Der Obesitas-Markt umfasse ~10 Hersteller und man prognostiziert einen Jahresumsatz von 100 Milliarden $ für die nächsten zehn Jahre. Als nächstes wird Lilly ein neues GLP-1 – Analog ähnlich dem Wegovy herausbringen, gefolgt von Pfizer. Wenn auch noch keine Studien angemeldet sind, so geht man davon aus, dass die Firmen mit den älteren Obesitas-Präparaten diese in Kombination mit einem GLP-1-Rezeoptoragonisten entwickeln werden.
Lee Kaplan, Direktor des Obesity and Metabolism Institute in Boston äußerte sich zu dieser Thematik: „Once the world views obesity as disease (siehe Lit. 7), health care providers will look for other things that can benefit their patients“. Analysten jedoch meinen, dass die Wirksamkeit und die Verträglichkeit bzw. die Nebenwirkungen die älteren Präparate zurückhalten werden. Andrew Levin, Managing Director von RA Capital Management, einer US-Healthcare and Life Science Investment Group hingegen sagte: „I can imagine people trying options but then I would not expect those to see a sustained resurgence“ (6).
Helmut Schatz
Literatur
(1) Helmut Schatz: Gute und weniger gute Nachrichten im Kampf gegen Adipositas und Diabetes
DGE-Blogbeitrag vom 5. Juli 2012
(2) Helmut Schatz: Fettsuchtmedikament Qsiva von EMA erneut abgelehnt.

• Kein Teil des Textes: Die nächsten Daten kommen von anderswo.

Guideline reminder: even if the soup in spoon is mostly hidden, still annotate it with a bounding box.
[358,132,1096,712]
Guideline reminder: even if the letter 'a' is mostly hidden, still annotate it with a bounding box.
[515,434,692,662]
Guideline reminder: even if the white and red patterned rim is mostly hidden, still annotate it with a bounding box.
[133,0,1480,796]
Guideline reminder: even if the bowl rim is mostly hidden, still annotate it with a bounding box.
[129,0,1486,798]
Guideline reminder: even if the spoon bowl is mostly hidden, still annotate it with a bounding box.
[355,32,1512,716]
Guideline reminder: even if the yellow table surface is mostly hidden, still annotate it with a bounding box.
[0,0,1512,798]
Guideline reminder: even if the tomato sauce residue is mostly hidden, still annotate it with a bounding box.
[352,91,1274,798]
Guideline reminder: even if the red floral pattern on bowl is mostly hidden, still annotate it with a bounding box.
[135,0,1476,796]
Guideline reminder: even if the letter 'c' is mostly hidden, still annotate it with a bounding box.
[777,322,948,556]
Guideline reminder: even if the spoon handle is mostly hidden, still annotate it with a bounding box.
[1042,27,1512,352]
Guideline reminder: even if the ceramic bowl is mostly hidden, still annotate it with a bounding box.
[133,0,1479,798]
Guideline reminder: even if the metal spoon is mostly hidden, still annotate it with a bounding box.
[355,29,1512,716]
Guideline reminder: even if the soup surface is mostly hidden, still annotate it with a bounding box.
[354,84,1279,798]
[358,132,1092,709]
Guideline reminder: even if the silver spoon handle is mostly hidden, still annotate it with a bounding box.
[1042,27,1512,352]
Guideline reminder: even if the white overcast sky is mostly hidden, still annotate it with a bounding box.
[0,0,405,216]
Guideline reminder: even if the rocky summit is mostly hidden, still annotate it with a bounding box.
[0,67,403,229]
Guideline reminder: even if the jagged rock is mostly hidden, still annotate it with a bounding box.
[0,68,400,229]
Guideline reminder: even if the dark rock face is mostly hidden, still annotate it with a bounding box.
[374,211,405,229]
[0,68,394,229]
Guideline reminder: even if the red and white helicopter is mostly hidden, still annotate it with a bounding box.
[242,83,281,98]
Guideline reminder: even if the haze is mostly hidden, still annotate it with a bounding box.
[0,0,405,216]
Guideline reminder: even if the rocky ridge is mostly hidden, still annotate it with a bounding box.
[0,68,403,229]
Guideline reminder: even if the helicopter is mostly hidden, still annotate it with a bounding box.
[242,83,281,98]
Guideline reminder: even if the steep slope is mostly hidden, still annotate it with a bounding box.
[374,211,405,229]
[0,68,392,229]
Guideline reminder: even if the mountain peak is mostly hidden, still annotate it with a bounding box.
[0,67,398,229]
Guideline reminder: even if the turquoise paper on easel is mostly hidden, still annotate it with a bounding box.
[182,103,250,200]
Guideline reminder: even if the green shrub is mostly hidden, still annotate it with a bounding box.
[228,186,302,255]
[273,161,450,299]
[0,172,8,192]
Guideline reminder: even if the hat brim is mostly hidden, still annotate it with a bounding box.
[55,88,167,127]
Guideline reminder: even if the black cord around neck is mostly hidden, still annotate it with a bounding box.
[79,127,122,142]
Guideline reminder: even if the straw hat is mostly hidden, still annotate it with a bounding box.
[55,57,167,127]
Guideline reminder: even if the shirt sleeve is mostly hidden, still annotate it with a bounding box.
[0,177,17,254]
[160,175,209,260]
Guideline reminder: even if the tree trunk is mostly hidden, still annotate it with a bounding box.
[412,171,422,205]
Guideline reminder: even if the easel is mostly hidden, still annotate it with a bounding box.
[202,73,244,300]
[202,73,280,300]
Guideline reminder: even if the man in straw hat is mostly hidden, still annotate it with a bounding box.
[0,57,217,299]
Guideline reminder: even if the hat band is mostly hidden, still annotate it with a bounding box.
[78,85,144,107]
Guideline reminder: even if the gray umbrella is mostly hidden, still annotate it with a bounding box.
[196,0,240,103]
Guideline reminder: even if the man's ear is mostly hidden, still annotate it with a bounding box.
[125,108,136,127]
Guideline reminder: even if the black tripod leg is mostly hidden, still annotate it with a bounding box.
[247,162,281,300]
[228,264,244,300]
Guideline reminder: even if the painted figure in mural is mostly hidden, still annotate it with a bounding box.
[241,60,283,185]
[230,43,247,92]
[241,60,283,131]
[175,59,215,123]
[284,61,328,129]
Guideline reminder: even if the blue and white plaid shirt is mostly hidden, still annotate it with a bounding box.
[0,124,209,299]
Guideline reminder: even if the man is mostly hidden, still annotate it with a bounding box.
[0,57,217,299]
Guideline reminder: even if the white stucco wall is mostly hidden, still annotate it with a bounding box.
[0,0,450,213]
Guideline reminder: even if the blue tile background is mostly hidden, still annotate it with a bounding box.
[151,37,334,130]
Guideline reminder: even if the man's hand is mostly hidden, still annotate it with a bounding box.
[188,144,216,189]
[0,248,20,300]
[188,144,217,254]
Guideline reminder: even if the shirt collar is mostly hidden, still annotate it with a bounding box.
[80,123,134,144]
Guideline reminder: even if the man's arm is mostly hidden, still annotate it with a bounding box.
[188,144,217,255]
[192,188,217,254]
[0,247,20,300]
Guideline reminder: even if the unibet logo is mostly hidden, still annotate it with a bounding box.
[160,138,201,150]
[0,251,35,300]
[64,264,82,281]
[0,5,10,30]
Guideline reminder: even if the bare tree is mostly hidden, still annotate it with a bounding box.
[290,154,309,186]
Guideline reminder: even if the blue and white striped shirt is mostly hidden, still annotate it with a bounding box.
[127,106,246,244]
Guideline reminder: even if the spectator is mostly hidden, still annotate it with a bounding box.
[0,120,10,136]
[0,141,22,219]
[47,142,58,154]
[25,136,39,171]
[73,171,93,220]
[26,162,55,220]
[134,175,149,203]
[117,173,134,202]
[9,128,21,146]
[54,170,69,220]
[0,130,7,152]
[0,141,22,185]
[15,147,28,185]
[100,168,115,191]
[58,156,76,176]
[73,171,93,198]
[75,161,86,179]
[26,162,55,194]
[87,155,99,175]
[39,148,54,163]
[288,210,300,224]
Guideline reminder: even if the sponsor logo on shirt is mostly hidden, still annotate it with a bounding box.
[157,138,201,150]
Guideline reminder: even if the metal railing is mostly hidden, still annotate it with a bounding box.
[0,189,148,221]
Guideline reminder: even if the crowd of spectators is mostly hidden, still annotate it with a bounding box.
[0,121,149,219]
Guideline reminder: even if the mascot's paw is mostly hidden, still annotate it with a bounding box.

DGE-Blogbeitrag vom 19. März 2013
(3) Helmut Schatz: Neue Adipositas-Medikamente zur Zulassung eingereicht.
DGE-Blogbeitrag vom 7. Juni 2014
(4) Helmut Schatz: Zwei Medikamente zur Behandlung der Adipositas in der Europäischen Union (EU) neu zugelassen.
DGE-Blogbeitrag vom 29. März 2015
(5) Helmut Schatz: Semaglutid, ein GLP-1-Agonist senkt bei Übergewicht und Adipositas das Gewicht im Mittel um 15%. Die STEP 1 Study.
DGE-Blogbeitrag vom 11. Februar 2021
(6) Jennifer Rigby: Weight-Loss Drug Pioneers Aim to Jump on Wegovy Bandwagon. Reuter´s Health Information 2023.
www.Medscape.com
(7) Helmut Schatz: Die Adipositas – eine chronische Erkrankung.
DGE-Blogbeitrag vom 20. März 2017
Innerhalb der Adipositas-Selbsthilfegruppen erwecken diese Medikamente große Hoffnung. Neben der Nebenwirkungen die die Einnahme der Medikamente bedingen kann, müssen unseres Erachtens aber auch Risikofaktoren, die grundsätzlich durch eine schnelle Gewichtsreduktion und katabole Stoffwechsellage langfristig hervorgerufen werden, mehr Berücksichtigung finden. Der ambulanten Betreuung unter engmaschiger multimodaler Vernetzung und begleitender, insbesondere zielführender Diagnostik , fällt hierbei eine sehr wichtige Rolle zu.